By analyzing existing cross correlation between Electronic City Indonesia and Natura City Developments, you can compare the effects of market volatilities on Electronic City and Natura City and check how they will diversify away market risk if combined in the same portfolio for a given time horizon. You can also utilize pair trading strategies of matching a long position in Electronic City with a short position of Natura City. Check out your portfolio center. Please also check ongoing floating volatility patterns of Electronic City and Natura City.

Diversification Opportunities for Electronic City and Natura City

0.7
  Correlation Coefficient

Poor diversification

The 3 months correlation between Electronic and Natura is 0.7. Overlapping area represents the amount of risk that can be diversified away by holding Electronic City Indonesia and Natura City Developments in the same portfolio, assuming nothing else is changed. The correlation between historical prices or returns on Natura City Developments and Electronic City is a relative statistical measure of the degree to which these equity instruments tend to move together. The correlation coefficient measures the extent to which returns on Electronic City Indonesia are associated (or correlated) with Natura City. Values of the correlation coefficient range from -1 to +1, where. The correlation of zero (0) is possible when the price movement of Natura City Developments has no effect on the direction of Electronic City i.e., Electronic City and Natura City go up and down completely randomly.

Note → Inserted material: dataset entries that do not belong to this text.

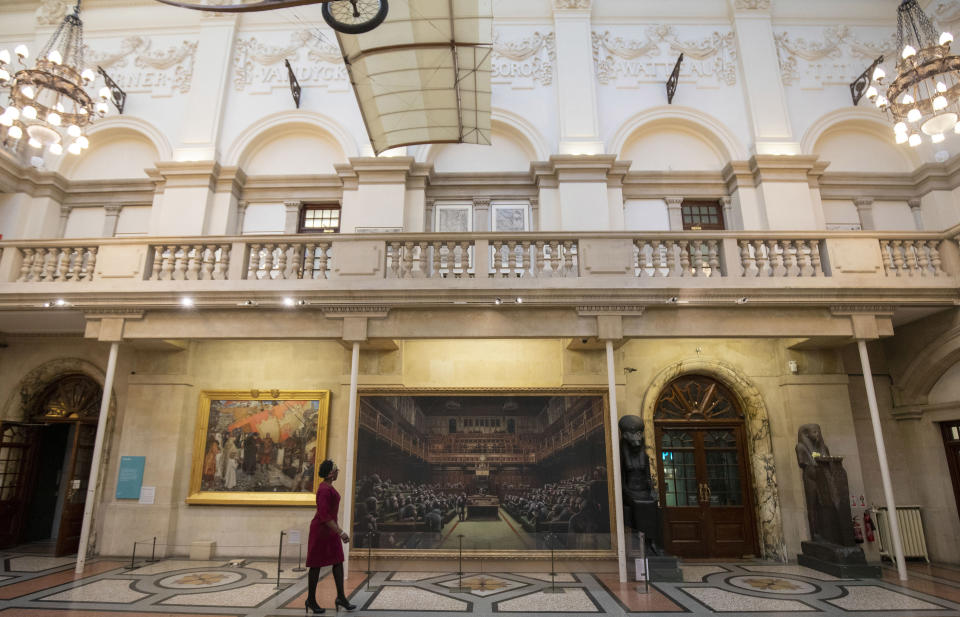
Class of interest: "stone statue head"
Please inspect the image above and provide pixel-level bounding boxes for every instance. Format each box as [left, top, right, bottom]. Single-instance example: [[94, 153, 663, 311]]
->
[[617, 416, 644, 450]]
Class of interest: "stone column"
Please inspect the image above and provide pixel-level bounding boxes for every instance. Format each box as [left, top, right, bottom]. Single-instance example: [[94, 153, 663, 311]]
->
[[853, 197, 877, 230], [663, 197, 683, 231], [57, 204, 73, 238], [100, 204, 123, 238], [283, 199, 303, 235], [74, 340, 123, 574], [907, 199, 926, 231], [473, 197, 493, 233], [729, 0, 801, 155], [553, 0, 604, 154], [173, 13, 239, 161]]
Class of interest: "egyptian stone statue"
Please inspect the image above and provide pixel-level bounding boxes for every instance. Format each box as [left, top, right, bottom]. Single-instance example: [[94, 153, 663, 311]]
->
[[797, 424, 856, 546], [618, 416, 660, 555]]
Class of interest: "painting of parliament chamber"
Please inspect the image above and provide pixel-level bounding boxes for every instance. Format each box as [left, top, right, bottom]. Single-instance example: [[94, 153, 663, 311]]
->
[[352, 394, 612, 551]]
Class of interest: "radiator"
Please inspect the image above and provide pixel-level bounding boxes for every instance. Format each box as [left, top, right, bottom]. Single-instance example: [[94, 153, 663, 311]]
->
[[873, 506, 930, 563]]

Pair Corralation between Electronic City and Natura City

Assuming the 90 days trading horizon Electronic City Indonesia is expected to generate 1.7 times more return on investment than Natura City. However, Electronic City is 1.7 times more volatile than Natura City Developments. It trades about -0.07 of its potential returns per unit of risk. Natura City Developments is currently generating about -0.14 per unit of risk. If you would invest  29,400  in Electronic City Indonesia on December 4, 2024 and sell it today you would lose (11,900) from holding Electronic City Indonesia or give up 40.48% of portfolio value over 90 days.
Time Period3 Months [change]
DirectionMoves Together 
StrengthSignificant
Accuracy100.0%
ValuesDaily Returns

Electronic City Indonesia  vs.  Natura City Developments

 Performance 
       Timeline  
Electronic City Indonesia 

Risk-Adjusted Performance

Very Weak

 
Weak
 
Strong
Over the last 90 days Electronic City Indonesia has generated negative risk-adjusted returns adding no value to investors with long positions. Despite conflicting performance in the last few months, the Stock's forward-looking signals remain quite persistent which may send shares a bit higher in April 2025. The latest mess may also be a sign of long-standing up-swing for the company institutional investors.
Natura City Developments 

Risk-Adjusted Performance

Very Weak

 
Weak
 
Strong
Over the last 90 days Natura City Developments has generated negative risk-adjusted returns adding no value to investors with long positions. Despite conflicting performance in the last few months, the Stock's forward-looking signals remain quite persistent which may send shares a bit higher in April 2025. The latest mess may also be a sign of long-standing up-swing for the company institutional investors.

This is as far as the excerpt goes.